Large eddy simulation of turbulent heat transfer in a rotating square duct

Abstract

Large eddy simulations of turbulent mixed convection heat transfer in a variable-property thermally developing rotating square duct are presented. A finite volume lower–upper symmetric Gauss–Seidel (LU-SGS) scheme coupled with time derivative preconditioning is used to simulate low Mach number compressible three-dimensional turbulent flow. A localized dynamic subgrid-scale (SGS) model is used to evaluate the unresolved stresses. Characteristic outflow conditions are employed so that the flow can develop further as it responds to the heating as well as rotating conditions. Several isothermal rotating duct cases were calculated and compared with previous DNS results to validate the numerical procedure.
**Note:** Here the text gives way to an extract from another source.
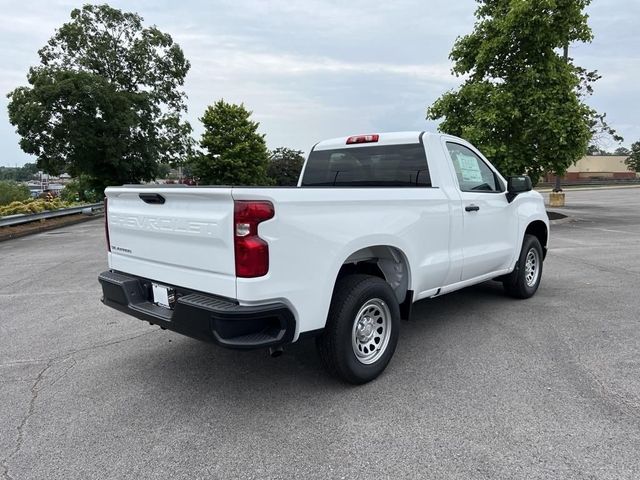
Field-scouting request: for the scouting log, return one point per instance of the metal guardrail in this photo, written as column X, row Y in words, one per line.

Then heated rotating ducts under constant wall heat flux are simulated. The wall heat flux is strong enough to cause the flow to separate in the outward mixed convections. A vanishing inviscid flux derivative method is designed to overcome the difficulty caused by the velocity reversal at the duct outlet when the flow separates. The Reynolds number varies from 4500 to 10,000; The rotation number changes from 0.0133 to 0.176; The Grashof number ranges from −2.2 × 10 6 to 2.2 × 10 6. Simulation of forced and mixed convection cases shows that the flow is strongly influenced by the Coriolis and centrifugal buoyancy forces through complex and delicate mechanisms.